Applying Modern Go Concurrency Patterns to Data Pipelines

Resilient, fast, efficient and concise? Pick all four! How to apply old and new concurrency patterns to pipelines in Golang

AMBOSS

Published in

Engineering, Product and Design at AMBOSS

12 min readSep 20, 2021

This article was written by Florian Beeres, Software Engineer at AMBOSS.

A Simple Pipeline
Graceful Shutdown With Context
Adding Parallelism with Fan-Out and Fan-In
Error Handling
Removing Boilerplate with Generics
Maximum Efficiency With Semaphores
Summary

Golang is known for its built-in facilities for writing concurrent programs, most notably channels. These channels let concurrent processes synchronize by sending messages to each other instead of sharing memory. Even with that built-in support for concurrent code, writing concurrent and parallel programs that are bug free can be a challenge. You still need to come up with your own strategy for error handling and context cancelation, and there are also a few “gotchas” surrounding the creation and cleanup of Go routines.

The official Go blog has a post from 2014 that showcases a principled approach to building pipelines in Go. At GopherCon 2018, Bryan C. Mills improved upon some of the techniques from the blog post, especially with an eye towards efficient resource utilization.

In this blog post we will build a simple pipeline, first using the techniques from the 2014 blog post and later on redoing the pipeline — this time with the techniques from the GopherCon video. Along the way, I’ll highlight common mistakes and how to solve them. Finally, I will show how the upcoming generics feature can be put to use to greatly cut down on boilerplate code.

A basic understanding of Go channels is required to understand the code and follow along.

The final code for this blog post can be found on GitHub and the commit history tries to stick to the chapters in this post. But you can also follow along by applying the Git diffs to the initial main.go file that is shown at the start of the next chapter.

A Simple Pipeline

To kick things off, we will implement a simple pair of producer and consumer. The producer goes over a list of words and sends them to a channel, while the consumer is receiving values from that channel and printing them to the console.

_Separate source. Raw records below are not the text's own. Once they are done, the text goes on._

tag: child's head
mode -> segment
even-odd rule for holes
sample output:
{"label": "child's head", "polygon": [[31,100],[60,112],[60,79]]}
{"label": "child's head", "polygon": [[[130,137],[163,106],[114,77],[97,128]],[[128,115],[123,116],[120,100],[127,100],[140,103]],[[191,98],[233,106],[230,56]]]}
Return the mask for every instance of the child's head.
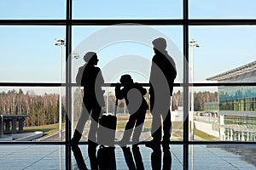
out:
{"label": "child's head", "polygon": [[125,74],[125,75],[121,76],[120,82],[121,82],[121,84],[125,86],[125,85],[132,84],[133,80],[130,75]]}

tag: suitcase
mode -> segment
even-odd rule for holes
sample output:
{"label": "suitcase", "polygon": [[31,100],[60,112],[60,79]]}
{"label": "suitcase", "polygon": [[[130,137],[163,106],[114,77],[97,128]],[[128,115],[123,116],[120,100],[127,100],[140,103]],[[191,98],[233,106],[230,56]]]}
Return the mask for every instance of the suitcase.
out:
{"label": "suitcase", "polygon": [[100,147],[97,151],[99,169],[116,170],[114,153],[114,139],[116,131],[116,110],[118,99],[115,102],[114,115],[102,115],[99,119],[97,140]]}
{"label": "suitcase", "polygon": [[99,118],[99,128],[97,130],[97,142],[101,145],[114,147],[116,132],[116,111],[118,99],[115,102],[114,115],[102,115]]}

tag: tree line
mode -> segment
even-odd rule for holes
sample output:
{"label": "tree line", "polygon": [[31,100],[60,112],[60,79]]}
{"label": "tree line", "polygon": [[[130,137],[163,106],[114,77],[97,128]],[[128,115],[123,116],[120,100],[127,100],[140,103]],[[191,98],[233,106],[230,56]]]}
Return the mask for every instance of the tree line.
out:
{"label": "tree line", "polygon": [[[80,88],[77,88],[73,97],[74,119],[79,119],[82,111],[82,93]],[[105,101],[107,96],[105,94]],[[147,94],[145,99],[149,105],[150,95]],[[172,110],[176,110],[183,106],[183,93],[177,91],[172,94]],[[62,120],[65,120],[65,99],[62,99],[61,105]],[[195,92],[194,109],[196,111],[204,110],[205,102],[218,101],[218,92]],[[108,112],[113,113],[115,105],[115,96],[108,96]],[[107,106],[102,108],[102,111],[107,111]],[[128,113],[125,100],[119,101],[118,113]],[[149,113],[149,110],[148,110]],[[26,94],[19,89],[13,89],[8,92],[0,93],[0,114],[26,114],[29,116],[26,118],[25,126],[40,126],[58,123],[59,122],[59,94],[44,94],[42,95],[26,92]]]}
{"label": "tree line", "polygon": [[[0,113],[28,115],[25,126],[54,124],[59,122],[59,95],[13,89],[0,93]],[[62,114],[63,115],[63,114]]]}

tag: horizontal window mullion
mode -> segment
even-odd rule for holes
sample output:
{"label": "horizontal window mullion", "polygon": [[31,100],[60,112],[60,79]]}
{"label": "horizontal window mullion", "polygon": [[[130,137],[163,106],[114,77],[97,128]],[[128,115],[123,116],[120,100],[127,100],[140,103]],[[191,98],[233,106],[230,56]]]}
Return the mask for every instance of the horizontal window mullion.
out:
{"label": "horizontal window mullion", "polygon": [[236,26],[256,25],[254,19],[199,19],[199,20],[0,20],[0,26],[112,26],[123,23],[134,23],[148,26]]}

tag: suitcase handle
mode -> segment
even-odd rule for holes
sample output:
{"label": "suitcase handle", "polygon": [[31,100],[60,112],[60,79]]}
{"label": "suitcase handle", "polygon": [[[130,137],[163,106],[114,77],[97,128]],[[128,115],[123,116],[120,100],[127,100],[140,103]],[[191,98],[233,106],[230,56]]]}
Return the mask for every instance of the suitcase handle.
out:
{"label": "suitcase handle", "polygon": [[114,116],[116,116],[116,112],[117,112],[117,106],[118,106],[118,104],[119,104],[119,99],[115,99],[115,105],[114,105],[114,113],[113,113]]}

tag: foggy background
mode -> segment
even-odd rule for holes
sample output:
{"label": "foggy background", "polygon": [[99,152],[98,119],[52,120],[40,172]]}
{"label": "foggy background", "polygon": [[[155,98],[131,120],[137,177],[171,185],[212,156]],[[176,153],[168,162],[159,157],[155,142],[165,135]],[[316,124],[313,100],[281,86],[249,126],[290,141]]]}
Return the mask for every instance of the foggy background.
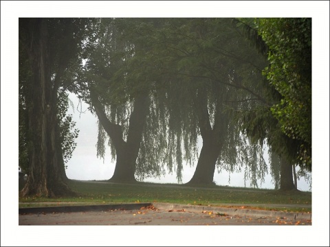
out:
{"label": "foggy background", "polygon": [[[96,157],[96,143],[98,140],[98,118],[93,115],[87,110],[88,105],[83,102],[79,104],[79,100],[74,94],[69,94],[69,99],[74,104],[73,108],[71,105],[67,114],[72,114],[72,120],[76,121],[75,128],[80,130],[79,136],[75,140],[77,146],[74,150],[72,157],[65,164],[67,165],[66,169],[67,176],[70,179],[81,180],[108,180],[112,177],[115,170],[116,161],[111,162],[110,148],[106,144],[106,152],[104,160]],[[78,109],[77,109],[78,108]],[[82,113],[80,113],[81,111]],[[107,141],[106,141],[107,143]],[[199,150],[200,151],[200,150]],[[268,156],[264,156],[265,161],[268,164]],[[188,183],[192,177],[196,169],[197,160],[195,161],[194,166],[189,165],[184,165],[182,171],[182,183]],[[298,171],[298,169],[296,169]],[[176,173],[167,174],[165,176],[160,178],[149,178],[144,182],[152,182],[157,183],[177,183]],[[230,176],[230,181],[229,176]],[[244,172],[229,174],[222,170],[218,174],[217,168],[214,172],[214,182],[217,185],[229,185],[231,187],[244,187]],[[265,183],[261,183],[258,180],[258,186],[262,189],[274,189],[274,185],[272,183],[270,174],[266,175]],[[301,191],[309,191],[310,190],[309,183],[304,178],[298,180],[298,189]],[[246,180],[246,187],[250,187],[250,181]]]}
{"label": "foggy background", "polygon": [[[1,1],[1,236],[8,246],[254,246],[324,245],[322,233],[329,233],[329,1]],[[19,17],[312,17],[313,18],[313,225],[301,227],[270,226],[157,227],[74,226],[23,227],[18,225],[18,18]],[[13,38],[9,36],[13,35]],[[96,118],[86,124],[87,113],[76,121],[80,129],[78,145],[67,164],[68,176],[78,170],[111,176],[107,160],[96,158]],[[83,123],[83,121],[86,121]],[[75,120],[76,121],[76,120]],[[83,139],[86,128],[93,132]],[[95,126],[96,125],[95,124]],[[80,143],[80,139],[82,141]],[[87,150],[90,139],[91,160],[79,155]],[[80,149],[82,149],[80,150]],[[78,158],[78,160],[75,160]],[[95,158],[95,159],[94,159]],[[106,157],[107,158],[107,157]],[[95,163],[94,163],[95,162]],[[87,165],[87,164],[89,165]],[[100,163],[99,165],[97,165]],[[85,165],[84,165],[85,164]],[[85,167],[86,166],[86,167]],[[96,166],[99,166],[98,169]],[[76,169],[77,171],[76,171]],[[87,170],[89,172],[87,172]],[[184,172],[187,168],[184,167]],[[80,179],[82,179],[82,177]],[[85,178],[85,179],[89,179]],[[184,179],[185,179],[184,178]],[[227,181],[228,178],[223,180]],[[231,186],[234,185],[232,176]],[[219,183],[222,183],[219,182]],[[300,187],[301,181],[298,181]],[[146,234],[142,234],[142,229]],[[6,230],[6,232],[5,232]],[[272,233],[270,238],[270,232]],[[78,233],[78,234],[76,233]],[[129,237],[128,234],[129,233]],[[3,234],[4,233],[4,234]],[[219,234],[221,234],[219,235]],[[221,237],[226,236],[226,237]],[[279,236],[279,237],[276,237]],[[5,238],[5,237],[3,237]],[[1,237],[1,246],[3,245]],[[161,239],[160,243],[160,239]],[[271,242],[272,241],[272,242]]]}

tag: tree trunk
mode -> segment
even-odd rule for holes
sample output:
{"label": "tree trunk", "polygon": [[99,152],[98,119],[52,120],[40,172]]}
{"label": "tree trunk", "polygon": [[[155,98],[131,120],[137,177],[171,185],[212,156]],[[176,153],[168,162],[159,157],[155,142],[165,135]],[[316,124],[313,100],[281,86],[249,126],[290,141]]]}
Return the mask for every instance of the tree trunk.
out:
{"label": "tree trunk", "polygon": [[298,184],[297,184],[297,174],[296,173],[296,165],[292,165],[292,173],[294,174],[294,187],[296,187],[296,189],[297,189]]}
{"label": "tree trunk", "polygon": [[280,157],[280,188],[282,191],[296,189],[292,177],[292,165],[283,156]]}
{"label": "tree trunk", "polygon": [[188,185],[210,185],[213,183],[215,165],[220,153],[220,147],[212,138],[203,138],[197,166]]}
{"label": "tree trunk", "polygon": [[98,119],[111,139],[116,150],[117,156],[116,167],[110,180],[121,183],[136,182],[135,178],[135,163],[148,114],[148,94],[142,93],[135,99],[134,108],[129,119],[129,132],[126,142],[123,140],[121,126],[111,123],[108,119],[103,107],[92,89],[91,89],[91,98]]}
{"label": "tree trunk", "polygon": [[[27,85],[29,95],[26,97],[28,110],[29,176],[21,191],[23,196],[36,196],[56,197],[75,195],[63,180],[60,165],[64,169],[59,132],[56,131],[56,99],[52,99],[50,66],[47,49],[47,21],[32,20],[32,30],[35,32],[31,49],[32,80]],[[56,96],[57,95],[55,94]],[[62,161],[62,162],[60,162]]]}
{"label": "tree trunk", "polygon": [[187,185],[210,185],[213,183],[215,165],[221,148],[220,134],[223,123],[221,124],[221,119],[219,117],[221,104],[219,102],[217,104],[218,115],[215,118],[215,123],[212,129],[210,121],[205,89],[200,89],[198,91],[196,103],[199,129],[203,139],[203,146],[196,170]]}

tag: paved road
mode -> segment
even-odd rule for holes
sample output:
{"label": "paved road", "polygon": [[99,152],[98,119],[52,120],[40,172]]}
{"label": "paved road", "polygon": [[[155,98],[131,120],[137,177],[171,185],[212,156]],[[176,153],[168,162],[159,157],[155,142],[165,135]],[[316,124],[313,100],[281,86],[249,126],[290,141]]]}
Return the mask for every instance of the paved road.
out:
{"label": "paved road", "polygon": [[166,203],[20,209],[19,225],[311,225],[311,213]]}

If you run this with go run main.go you'll see a deadlock. Off to a good start!

Luckily this is easy to fix. The channel returned by producer is not buffered, meaning you can only send values to the channel if someone is receiving values on the other end. But since sink is called later in the program, there is no receiver at the point where outChannel <- s is called, causing the deadlock.

You can easily fix this by either making the channel buffered, in which case the deadlock will occur once the buffer is full, or by running the producer in a Go routine. The producer will still block that Go routine, but it will no longer affect the main thread.

Now we see some values being logged, but Go still complains about a deadlock!

This time the deadlock happens because outChannel is never closed, and therefore our sink will be waiting for new values until the end of time.

The solution is simple: close outChannel!

Whenever you write concurrent Go code, you should have a strategy for closing channels that you apply consistently throughout your program. One good strategy, which is mentioned in the linked blog post, is that whoever creates the channel is also in charge of closing it. This makes it easy to avoid sending to a closed channel, which would result in panic.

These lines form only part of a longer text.